5.6 Repairs of deluxe, luxury, or immaterial
features of DE (except as provided in
paragraph 3.9),
5.7 Repairs
of DE damaged while using the equipment in a manner inconsistent
with its common use.
5.8 Maintenance
agreement.
5.9 Routine periodic servicing, such as testing,
cleaning, regulating, and checking which the manufacturer does not
require be performed by an authorized technician.
5.10 Duplicate
items of otherwise allowable DE to be used solely as a back-up to
currently owned or rented equipment, except as provided in
paragraph 3.11.
5.11 DE
must be considered durable -- can withstand repeated use. Therefore,
DE does not include expendable items such as incontinent pads, diapers,
ace bandages, etc.

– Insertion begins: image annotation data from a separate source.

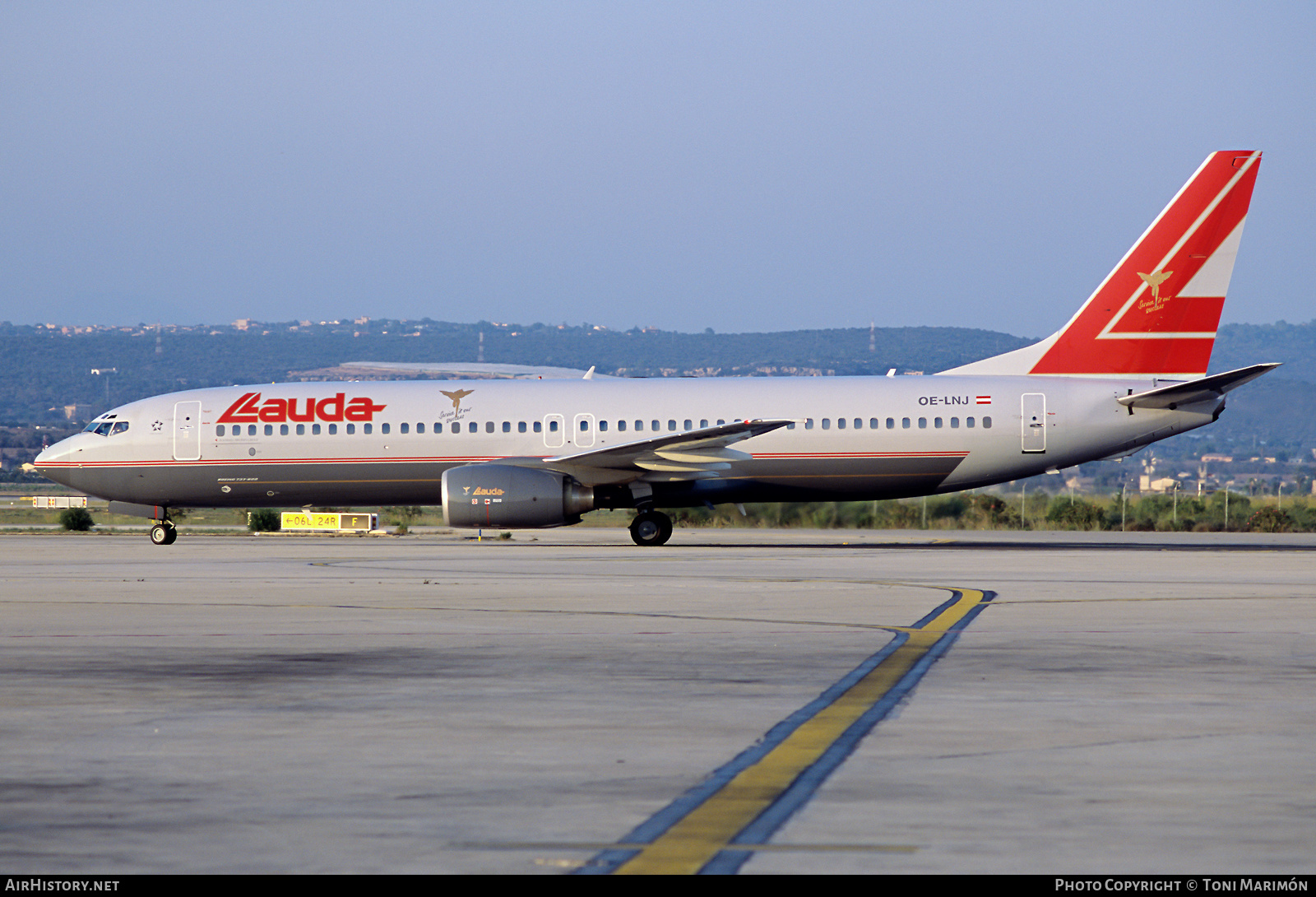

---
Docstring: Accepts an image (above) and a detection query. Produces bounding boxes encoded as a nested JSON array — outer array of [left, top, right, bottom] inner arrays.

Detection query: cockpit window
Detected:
[[83, 419, 127, 436]]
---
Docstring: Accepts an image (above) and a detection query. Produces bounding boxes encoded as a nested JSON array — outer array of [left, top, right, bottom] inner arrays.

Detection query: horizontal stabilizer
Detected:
[[1119, 364, 1279, 410]]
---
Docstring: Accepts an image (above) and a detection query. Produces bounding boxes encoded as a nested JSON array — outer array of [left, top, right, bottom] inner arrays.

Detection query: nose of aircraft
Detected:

Such items are excluded from DE coverage. Refer
to
Section 6.1 for policy regarding supplies
and dressings (consumables).
5.12 Non-medical
equipment (e.g., humidifier, electric air cleaners, exercycle, safety
grab bars, training equipment, etc.). See
32 CFR 199.4.
5.13 Beds
that are not medical in nature and used for comfort or convenience
(e.g, power or manual lounge beds, sleep-number beds, ordinary beds
typically sold as furniture, etc.) are excluded.